Une nouvelle approche et de nouveaux objectifs pour la formation professionnelle
La commission de formation professionnelle du Conseil supérieur de l’Ordre gère trois pôles principaux : la formation initiale, la formation continue, le stage d’expertise comptable. L’attractivité de la profession est une préoccupation transversale.
L’étendue des sujets est donc extrêmement vaste et variée. Ces sujets sont techniques et pédagogiques dans leur contenu mais aussi politiques car ils concernent l’accès à la profession, le développement professionnel des collaborateurs et la reconnaissance des compétences des professionnels. Une réponse unique ne peut donc pas être apportée et plusieurs stades doivent être distingués dans le cursus professionnel.
Futurs collaborateurs et collaborateurs confirmés
Les assistants Ă bac + 2
Il n’y a pas à priori de pénurie, mais la profession doit travailler sur son image, être présente sur le terrain, multiplier les rencontres avec les enseignants et les conseillers d’orientation. La difficulté se situe plutôt sur la plus ou moins grande faculté d’adaptation des jeunes assistants dans l’environnement du cabinet.
Les collaborateurs confirmés
La difficulté tient souvent à leur cursus de formation. Le niveau bac + 3, DCG, licence « générale », apporte un niveau de savoirs assez peu opérationnels pour un exercice professionnel immédiat. Une réponse peut être apportée par les licences professionnelles qui supposent une pédagogie orientée vers la pratique professionnelle assurée par des consoeurs et confrères privilégiant l’alternance. Un projet est en cours conduit par l’Enseignement supérieur avec la collaboration des représentants de la profession pour mettre en place huit licences Pro dédiées aux « Métiers de la comptabilité».
Nous devrons ensuite offrir aux collaborateurs issus de ces L3 Pro la possibilité d’accéder à des formations qualifiantes au sein de la profession. Les parcours actuellement proposés par le CFPC et les IRF sont sanctionnés par une évaluation des connaissances et la remise d’un certificat interne qui constitue toujours une distinction valorisante pour le collaborateur. Si cette voie devait se confirmer, le Conseil supérieur devra impulser un développement de ces formations qualifiantes et une promotion active auprès des conseils régionaux.
Accès au stage
Le niveau requis est le master. De nombreuses universités proposent des filières dédiées « Comptabilité Contrôle Audit » (CCA) dans le prolongement des anciennes MSTCF jusqu’à bac + 5. Une majorité d’étudiants issus de ces masters CCA semble privilégier le cabinet d’audit ou les services d’audit des grandes entreprises.
Ce constat (à confirmer) doit pouvoir être infléchi. Cela suppose un engagement de la profession et des responsables des filières pour favoriser les rencontres avec les étudiants afin de présenter la diversité des métiers de l’expertise comptable, du conseil et de l’audit. Toutes suggestions sont les bienvenues.
Accueil des stagiaires et des nouveaux diplômés
Les premiers pas des jeunes professionnels en qualité de stagiaires sont déterminants de l’appréciation qu’ils porteront sur notre profession et de l’intérêt de poursuivre un cursus visant l’installation. Maîtres de stage, élus, permanents concernés, devons avoir conscience que nous accueillons des futurs professionnels et non pas de simples collaborateurs. Cela doit se traduire dans le plan de formation et le plan de progression du stagiaire au sein du cabinet et par des mesures d’accompagnement.

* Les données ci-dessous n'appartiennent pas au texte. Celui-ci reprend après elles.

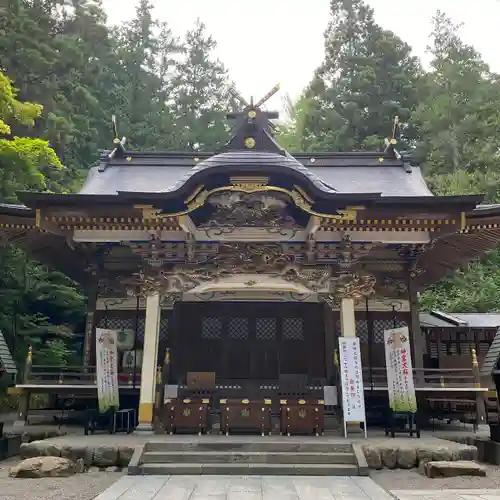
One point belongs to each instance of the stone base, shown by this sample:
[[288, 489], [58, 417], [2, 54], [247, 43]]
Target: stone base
[[454, 469], [144, 430]]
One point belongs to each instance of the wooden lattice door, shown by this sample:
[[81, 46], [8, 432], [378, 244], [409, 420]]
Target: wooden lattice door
[[250, 340]]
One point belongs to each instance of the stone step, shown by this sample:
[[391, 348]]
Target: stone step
[[266, 445], [246, 469], [273, 457]]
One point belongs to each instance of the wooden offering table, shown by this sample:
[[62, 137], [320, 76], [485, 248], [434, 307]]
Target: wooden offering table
[[301, 416], [187, 415], [243, 415]]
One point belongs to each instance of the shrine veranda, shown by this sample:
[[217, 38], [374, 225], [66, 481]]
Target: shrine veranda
[[238, 271]]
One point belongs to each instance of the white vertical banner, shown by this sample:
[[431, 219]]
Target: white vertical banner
[[107, 369], [351, 375], [400, 382]]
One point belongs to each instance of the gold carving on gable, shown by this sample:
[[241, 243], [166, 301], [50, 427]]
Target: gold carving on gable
[[242, 209], [348, 286], [251, 185], [273, 261]]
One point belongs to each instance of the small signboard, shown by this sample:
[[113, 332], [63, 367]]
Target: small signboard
[[492, 356], [351, 375], [400, 384], [107, 369]]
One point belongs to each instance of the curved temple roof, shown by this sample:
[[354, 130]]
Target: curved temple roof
[[332, 173]]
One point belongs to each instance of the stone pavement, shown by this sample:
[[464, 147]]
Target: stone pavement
[[244, 488], [447, 494]]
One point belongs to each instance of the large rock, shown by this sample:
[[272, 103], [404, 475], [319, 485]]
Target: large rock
[[124, 455], [389, 457], [105, 456], [407, 458], [424, 455], [75, 453], [442, 454], [33, 435], [467, 453], [452, 469], [33, 449], [51, 450], [372, 456], [44, 467]]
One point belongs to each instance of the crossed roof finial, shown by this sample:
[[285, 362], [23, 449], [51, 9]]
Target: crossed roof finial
[[236, 95]]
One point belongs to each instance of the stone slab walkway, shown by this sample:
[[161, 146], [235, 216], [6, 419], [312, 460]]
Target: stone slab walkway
[[447, 494], [244, 488]]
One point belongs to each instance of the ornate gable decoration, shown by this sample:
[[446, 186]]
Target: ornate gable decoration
[[256, 260], [241, 209]]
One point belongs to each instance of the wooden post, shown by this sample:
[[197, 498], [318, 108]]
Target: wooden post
[[347, 317], [28, 365], [88, 341], [417, 337], [149, 363], [329, 345], [24, 396], [480, 399]]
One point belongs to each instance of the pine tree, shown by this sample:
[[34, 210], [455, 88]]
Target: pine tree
[[367, 78], [200, 92], [459, 114]]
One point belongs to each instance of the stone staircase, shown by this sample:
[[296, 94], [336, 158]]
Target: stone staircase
[[244, 457]]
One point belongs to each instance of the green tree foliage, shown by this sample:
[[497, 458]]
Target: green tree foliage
[[458, 115], [24, 162], [458, 119], [368, 76], [36, 304], [201, 97]]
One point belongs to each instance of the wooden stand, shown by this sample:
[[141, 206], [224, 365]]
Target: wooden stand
[[245, 416], [411, 424], [187, 415], [300, 416]]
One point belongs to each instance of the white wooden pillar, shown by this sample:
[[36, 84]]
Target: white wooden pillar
[[347, 318], [149, 362]]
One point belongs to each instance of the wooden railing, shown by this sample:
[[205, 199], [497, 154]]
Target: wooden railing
[[72, 375], [454, 378]]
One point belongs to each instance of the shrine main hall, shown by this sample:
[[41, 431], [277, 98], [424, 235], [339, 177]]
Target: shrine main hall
[[245, 266]]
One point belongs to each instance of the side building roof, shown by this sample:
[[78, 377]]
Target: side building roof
[[334, 172]]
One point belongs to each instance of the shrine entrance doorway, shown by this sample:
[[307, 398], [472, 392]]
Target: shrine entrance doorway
[[249, 340]]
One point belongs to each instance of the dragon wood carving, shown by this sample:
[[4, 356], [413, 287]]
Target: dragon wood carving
[[269, 260]]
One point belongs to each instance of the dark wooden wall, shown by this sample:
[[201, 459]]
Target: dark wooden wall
[[249, 340]]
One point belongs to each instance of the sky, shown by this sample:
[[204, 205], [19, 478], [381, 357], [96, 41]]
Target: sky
[[265, 42]]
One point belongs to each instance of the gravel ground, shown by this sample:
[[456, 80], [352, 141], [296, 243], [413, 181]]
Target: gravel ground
[[78, 487], [412, 480]]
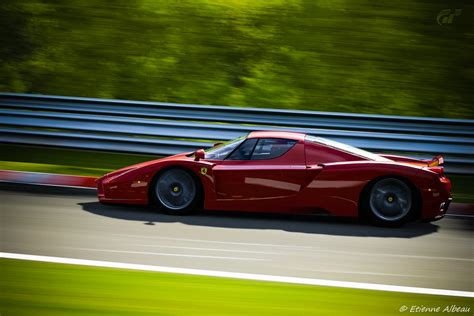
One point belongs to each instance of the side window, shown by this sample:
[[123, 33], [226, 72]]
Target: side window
[[244, 151], [268, 148]]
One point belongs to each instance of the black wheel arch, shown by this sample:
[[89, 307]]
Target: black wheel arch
[[198, 181], [364, 194]]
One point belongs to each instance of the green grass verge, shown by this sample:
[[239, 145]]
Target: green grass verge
[[37, 288], [95, 163]]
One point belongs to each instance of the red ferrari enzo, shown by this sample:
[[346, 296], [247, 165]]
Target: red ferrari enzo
[[286, 172]]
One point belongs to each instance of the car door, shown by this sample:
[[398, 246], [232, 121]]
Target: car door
[[263, 174]]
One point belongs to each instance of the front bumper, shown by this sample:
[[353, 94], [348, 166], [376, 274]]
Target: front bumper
[[443, 208]]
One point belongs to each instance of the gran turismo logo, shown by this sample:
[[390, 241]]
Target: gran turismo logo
[[446, 16]]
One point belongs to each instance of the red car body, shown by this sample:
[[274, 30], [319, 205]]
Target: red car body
[[310, 178]]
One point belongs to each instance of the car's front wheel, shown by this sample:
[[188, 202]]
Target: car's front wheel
[[176, 192], [390, 202]]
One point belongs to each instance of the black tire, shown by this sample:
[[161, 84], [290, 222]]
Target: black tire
[[176, 191], [390, 202]]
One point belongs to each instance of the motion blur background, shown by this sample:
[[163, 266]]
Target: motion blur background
[[353, 56]]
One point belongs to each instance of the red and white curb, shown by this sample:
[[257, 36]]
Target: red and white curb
[[47, 179], [243, 276]]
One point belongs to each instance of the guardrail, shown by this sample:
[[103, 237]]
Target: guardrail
[[167, 128]]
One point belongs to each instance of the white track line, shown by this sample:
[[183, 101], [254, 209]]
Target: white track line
[[236, 275]]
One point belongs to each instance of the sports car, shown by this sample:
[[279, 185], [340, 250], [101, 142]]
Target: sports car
[[286, 172]]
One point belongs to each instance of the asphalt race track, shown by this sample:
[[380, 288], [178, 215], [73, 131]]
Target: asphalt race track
[[71, 223]]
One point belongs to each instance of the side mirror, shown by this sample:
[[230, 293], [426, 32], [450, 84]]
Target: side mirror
[[199, 154]]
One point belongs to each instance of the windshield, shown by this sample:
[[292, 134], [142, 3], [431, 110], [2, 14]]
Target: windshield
[[347, 148], [224, 149]]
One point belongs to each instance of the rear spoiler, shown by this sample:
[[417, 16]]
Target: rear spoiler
[[436, 161]]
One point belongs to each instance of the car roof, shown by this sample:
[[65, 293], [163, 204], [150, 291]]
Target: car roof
[[277, 134]]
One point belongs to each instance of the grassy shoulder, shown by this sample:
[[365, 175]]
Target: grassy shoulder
[[95, 163], [37, 288]]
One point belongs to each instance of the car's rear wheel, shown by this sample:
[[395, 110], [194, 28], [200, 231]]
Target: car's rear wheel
[[176, 191], [390, 202]]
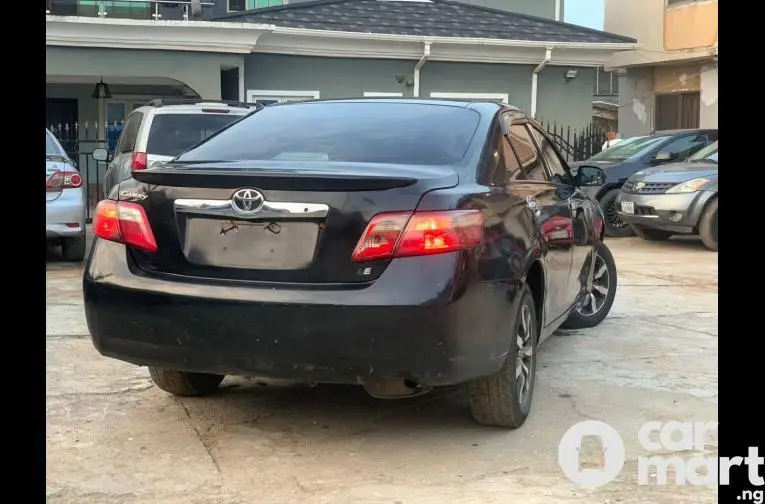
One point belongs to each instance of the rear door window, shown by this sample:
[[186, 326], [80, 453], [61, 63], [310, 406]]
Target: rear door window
[[527, 153], [127, 140], [171, 134]]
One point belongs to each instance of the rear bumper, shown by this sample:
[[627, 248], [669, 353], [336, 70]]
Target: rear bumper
[[679, 213], [407, 324], [65, 216]]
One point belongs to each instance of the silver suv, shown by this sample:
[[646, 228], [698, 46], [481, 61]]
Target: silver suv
[[162, 129]]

Pour les nouveaux diplômés, se pose le problème de l’installation. Il conviendrait d’instituer des règles d’accompagnement et de tutorat ciblé (un senior identifié est présenté au professionnel qui prête serment) et de concevoir une « charte de collaboration libérale » permettant d’organiser et de sécuriser la sous-traitance de mission des seniors vers les juniors.
Proposer aux professionnels des certificats de spécialités
L’actualisation des connaissances et l’accès à de nouveaux savoirs, mêmes conduits à un rythme soutenu, ne peuvent apporter la satisfaction d’une formation spécialisée et diplômante. Plusieurs conseils régionaux ont développé des partenariats avec des établissements d’enseignement pour favoriser l’accès à des formations de 3ème cycle (voir rubrique 3ème cycles et masters du catalogue). Il faut encourager ces filières pour les professionnels qui souhaitent accéder à un certificat de spécialité, un master ou un diplôme d’université.